Prometheus, Alertmanager, and maybe avoiding flapping alerts
One of the things I wish about Prometheus and Alertmanager is that they had better and more accessible support for avoiding flapping alerts. Flapping alerts are alerts that (if written naturally) stutter back and forth between being on and being off. One natural way to get a stuttering alert is to write a simple, natural PromQL alert rule expression like:
expr: some_metric > 1000
If the metric is hovering just around 1000, sometimes above and
sometimes below, this alert will turn on and then off again on a
frequent basis. The only limit on how often you'll get notified
about it is your Alertmanager group_wait
and group_interval
settings (see my entry on alert delays and timings for more).

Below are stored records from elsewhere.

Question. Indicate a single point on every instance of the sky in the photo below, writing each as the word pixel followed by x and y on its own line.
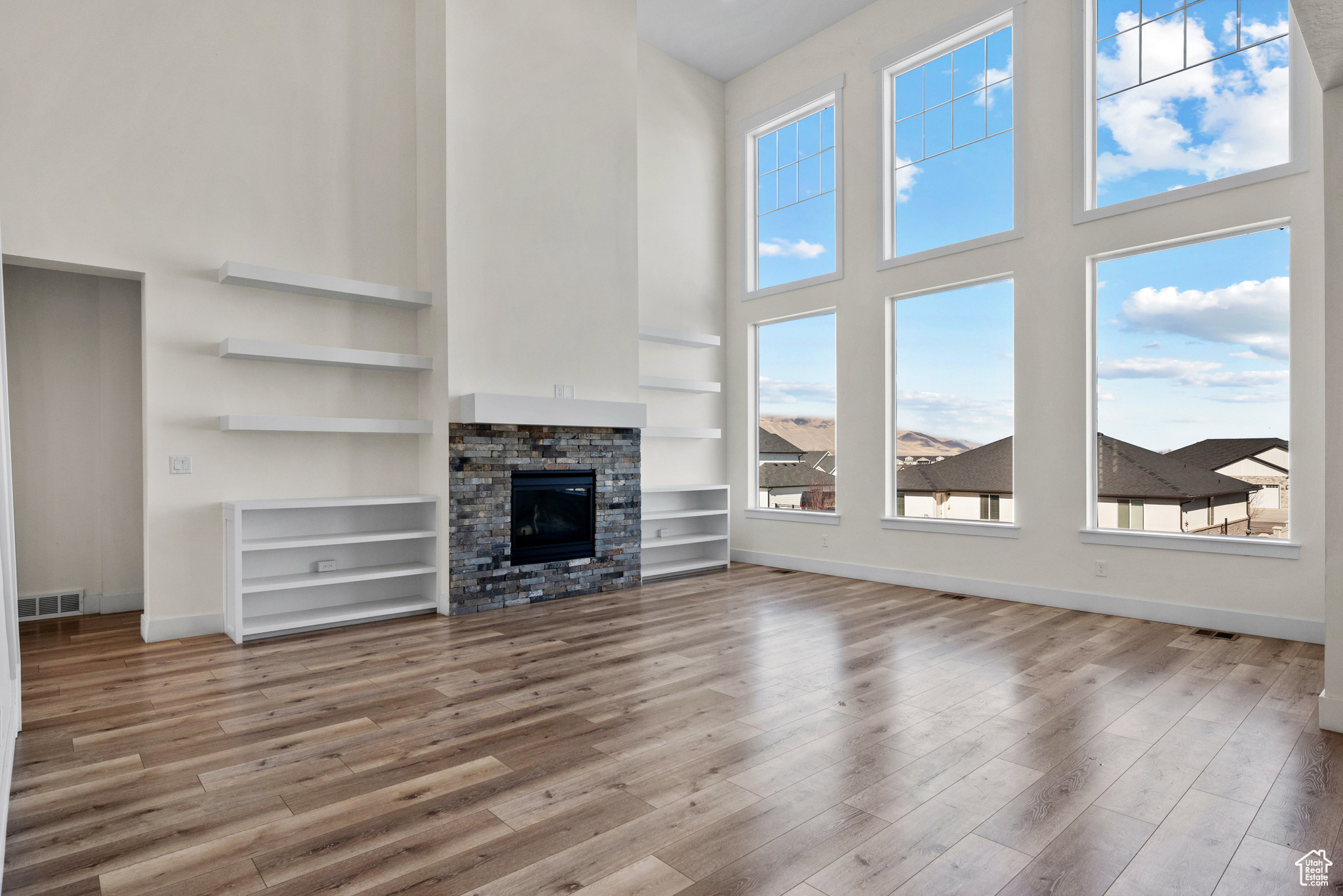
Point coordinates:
pixel 1205 121
pixel 954 363
pixel 1192 343
pixel 797 364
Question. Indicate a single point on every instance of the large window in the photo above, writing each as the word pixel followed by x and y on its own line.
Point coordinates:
pixel 793 178
pixel 795 394
pixel 954 404
pixel 948 144
pixel 1192 390
pixel 1186 93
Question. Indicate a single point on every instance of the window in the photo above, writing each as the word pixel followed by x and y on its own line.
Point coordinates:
pixel 793 201
pixel 948 174
pixel 954 403
pixel 795 399
pixel 1185 94
pixel 1192 386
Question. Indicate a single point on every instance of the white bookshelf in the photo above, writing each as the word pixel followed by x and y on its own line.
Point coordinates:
pixel 685 530
pixel 384 550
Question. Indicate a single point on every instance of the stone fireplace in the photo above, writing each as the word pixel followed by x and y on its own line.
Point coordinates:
pixel 559 480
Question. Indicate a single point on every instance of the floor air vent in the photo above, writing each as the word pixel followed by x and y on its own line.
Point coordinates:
pixel 49 606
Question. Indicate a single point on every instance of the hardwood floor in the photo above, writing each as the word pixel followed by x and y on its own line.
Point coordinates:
pixel 751 732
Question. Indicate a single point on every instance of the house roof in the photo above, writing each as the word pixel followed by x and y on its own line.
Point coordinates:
pixel 1214 453
pixel 982 469
pixel 1126 472
pixel 779 476
pixel 771 444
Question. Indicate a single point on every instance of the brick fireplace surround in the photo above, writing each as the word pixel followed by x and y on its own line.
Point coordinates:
pixel 480 508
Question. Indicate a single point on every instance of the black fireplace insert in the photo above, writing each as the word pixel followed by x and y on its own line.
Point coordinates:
pixel 553 516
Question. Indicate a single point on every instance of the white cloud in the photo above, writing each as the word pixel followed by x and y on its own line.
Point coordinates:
pixel 801 249
pixel 1185 372
pixel 793 393
pixel 1240 115
pixel 1248 313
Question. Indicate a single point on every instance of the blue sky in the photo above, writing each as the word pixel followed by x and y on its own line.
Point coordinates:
pixel 797 363
pixel 1192 343
pixel 1205 121
pixel 954 363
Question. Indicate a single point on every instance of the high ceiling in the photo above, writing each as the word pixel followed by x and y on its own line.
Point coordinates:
pixel 725 38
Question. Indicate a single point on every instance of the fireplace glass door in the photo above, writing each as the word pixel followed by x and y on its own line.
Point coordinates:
pixel 553 516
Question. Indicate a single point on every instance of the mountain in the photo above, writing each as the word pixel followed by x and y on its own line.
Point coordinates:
pixel 818 435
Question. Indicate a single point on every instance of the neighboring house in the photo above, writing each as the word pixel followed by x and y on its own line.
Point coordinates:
pixel 1263 461
pixel 775 449
pixel 1138 490
pixel 974 485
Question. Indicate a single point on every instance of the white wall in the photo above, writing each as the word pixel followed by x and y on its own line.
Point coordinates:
pixel 167 138
pixel 75 426
pixel 1048 265
pixel 681 256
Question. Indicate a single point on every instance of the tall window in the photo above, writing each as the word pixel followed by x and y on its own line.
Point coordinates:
pixel 793 176
pixel 1192 391
pixel 1188 93
pixel 795 440
pixel 954 403
pixel 950 144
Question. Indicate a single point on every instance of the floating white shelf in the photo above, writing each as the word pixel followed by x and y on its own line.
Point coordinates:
pixel 351 290
pixel 257 349
pixel 679 338
pixel 684 530
pixel 672 385
pixel 681 433
pixel 340 537
pixel 327 617
pixel 383 549
pixel 230 422
pixel 334 577
pixel 529 410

We can sort of de-bounce this slightly by requiring the condition to be true for a certain length of time:
expr: some_metric > 1000 for: 3m
But note what we've done here; we've made it so that we'll never
be alerted for any spike in this metric that's less than three
minutes long (or actually three minutes plus your group_wait
,
most likely). This is not so much de-bouncing the alert as changing
what we alert on. We can require longer and longer time intervals,
which will generate fewer alerts, but also change the meaning of
the alert more and more.
We can force an alert to have a minimum duration by using
max_over_time
:
expr: max_over_time( some_metric[10m] ) > 1000
Now this alert will always fire for ten minutes, even if the metric
is only briefly over 1000. There's no real point in combining this
with a for
condition unless the for
is for longer than the
minimum duration. With a subquery using min_over_time
you can
do a brute force for
for its original purpose of requiring a the
metric to always be high for a certain period:
expr: max_over_time( ( min_over_time(some_metric[3m]) )[10m:15s] ) > 1000
Once there's a three minute interval where the metric is always over 1000, we latch the alert on for ten minutes (and then may not immediately get notified about it being 'resolved').

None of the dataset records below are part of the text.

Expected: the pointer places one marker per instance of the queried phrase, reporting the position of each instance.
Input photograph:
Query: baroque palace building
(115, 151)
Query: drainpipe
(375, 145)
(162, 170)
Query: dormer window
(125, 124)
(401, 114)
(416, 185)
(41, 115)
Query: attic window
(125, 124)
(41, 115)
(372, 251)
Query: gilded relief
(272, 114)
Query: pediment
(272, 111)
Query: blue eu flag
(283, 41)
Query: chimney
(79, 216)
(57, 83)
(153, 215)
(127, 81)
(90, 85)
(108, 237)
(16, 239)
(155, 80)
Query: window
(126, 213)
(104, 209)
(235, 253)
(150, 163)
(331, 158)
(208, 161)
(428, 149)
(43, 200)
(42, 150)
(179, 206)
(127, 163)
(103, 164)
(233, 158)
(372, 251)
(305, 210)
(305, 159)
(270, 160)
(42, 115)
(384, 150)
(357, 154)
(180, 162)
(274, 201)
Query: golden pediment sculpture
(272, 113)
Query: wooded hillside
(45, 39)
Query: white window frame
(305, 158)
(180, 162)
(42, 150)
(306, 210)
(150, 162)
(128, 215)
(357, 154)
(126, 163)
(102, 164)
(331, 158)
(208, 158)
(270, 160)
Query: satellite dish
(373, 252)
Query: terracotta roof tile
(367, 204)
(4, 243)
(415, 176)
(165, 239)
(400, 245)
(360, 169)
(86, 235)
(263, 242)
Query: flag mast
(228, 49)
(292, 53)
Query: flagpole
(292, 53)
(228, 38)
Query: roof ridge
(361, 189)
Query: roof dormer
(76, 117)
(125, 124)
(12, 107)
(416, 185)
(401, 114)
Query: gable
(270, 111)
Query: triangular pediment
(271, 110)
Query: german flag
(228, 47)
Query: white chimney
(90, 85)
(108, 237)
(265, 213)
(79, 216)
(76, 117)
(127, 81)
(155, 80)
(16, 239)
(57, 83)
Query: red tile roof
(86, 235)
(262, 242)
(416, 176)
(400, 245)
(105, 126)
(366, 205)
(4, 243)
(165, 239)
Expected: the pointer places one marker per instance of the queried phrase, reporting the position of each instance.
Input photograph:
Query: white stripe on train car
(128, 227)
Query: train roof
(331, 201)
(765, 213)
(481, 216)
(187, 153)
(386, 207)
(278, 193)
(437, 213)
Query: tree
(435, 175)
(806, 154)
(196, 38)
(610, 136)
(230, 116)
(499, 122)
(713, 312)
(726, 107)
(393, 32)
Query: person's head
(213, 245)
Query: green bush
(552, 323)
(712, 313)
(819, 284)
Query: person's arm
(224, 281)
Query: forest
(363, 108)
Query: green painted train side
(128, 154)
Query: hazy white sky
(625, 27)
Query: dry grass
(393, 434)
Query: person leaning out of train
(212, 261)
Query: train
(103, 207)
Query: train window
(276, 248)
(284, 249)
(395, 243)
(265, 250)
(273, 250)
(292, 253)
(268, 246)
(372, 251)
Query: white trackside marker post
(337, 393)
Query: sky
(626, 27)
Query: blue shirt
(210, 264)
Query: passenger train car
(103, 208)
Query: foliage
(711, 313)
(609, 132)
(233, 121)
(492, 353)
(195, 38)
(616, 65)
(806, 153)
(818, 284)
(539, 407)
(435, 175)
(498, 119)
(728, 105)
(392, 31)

Since Prometheus exposes pending and firing alerts in the ALERTS
and ALERTS_FOR_STATE
metrics,
you can glue together even more complicated and hard to follow PromQL
expressions that look back to see whether there have been recent alerts
for your expression, and perhaps how many times it's fired recently. We don't do this today and I'm not going
to try to write out untested example expressions, so this is left as an
exercise to the reader.
There are three issues here in general. The first is that none of
this is natural. The innocent natural way to write PromQL alert
rules leaves you with flapping alerts. The second is that there are
no simple, easy to follow fixes. Some of the obvious fixes, like
monkeying around with group_wait
and group_interval
, can
have unexpected side effects because of how group_interval
actually works.
Finally, it's very hard (if it's possible at all) to do more
sophisticated things. For example, it would be nice to be able to
promptly alert and de-alert the first time (or the first few) but
then start backing off on re-alerts so that you get fewer and fewer
of them (or you get some different summary of the situation). It
might be possible to do this sort of backoff in a PromQL alert rule,
given the ALERTS
metric, but it's certainly not going to be
easy to write or to follow later.
Avoiding flapping alerts is a hard problem, and there are real questions of what you want to do about them (especially within Prometheus's model of alerts). But I wish that Prometheus and Alertmanager at least exposed more tools to let you deal with the problem and didn't hand out foot-guns so readily.
(Probably most of our alerts could flap, although they usually
don't, just because it's so much more complex to try to de-flap
things beyond a 'for
' interval.)
|
|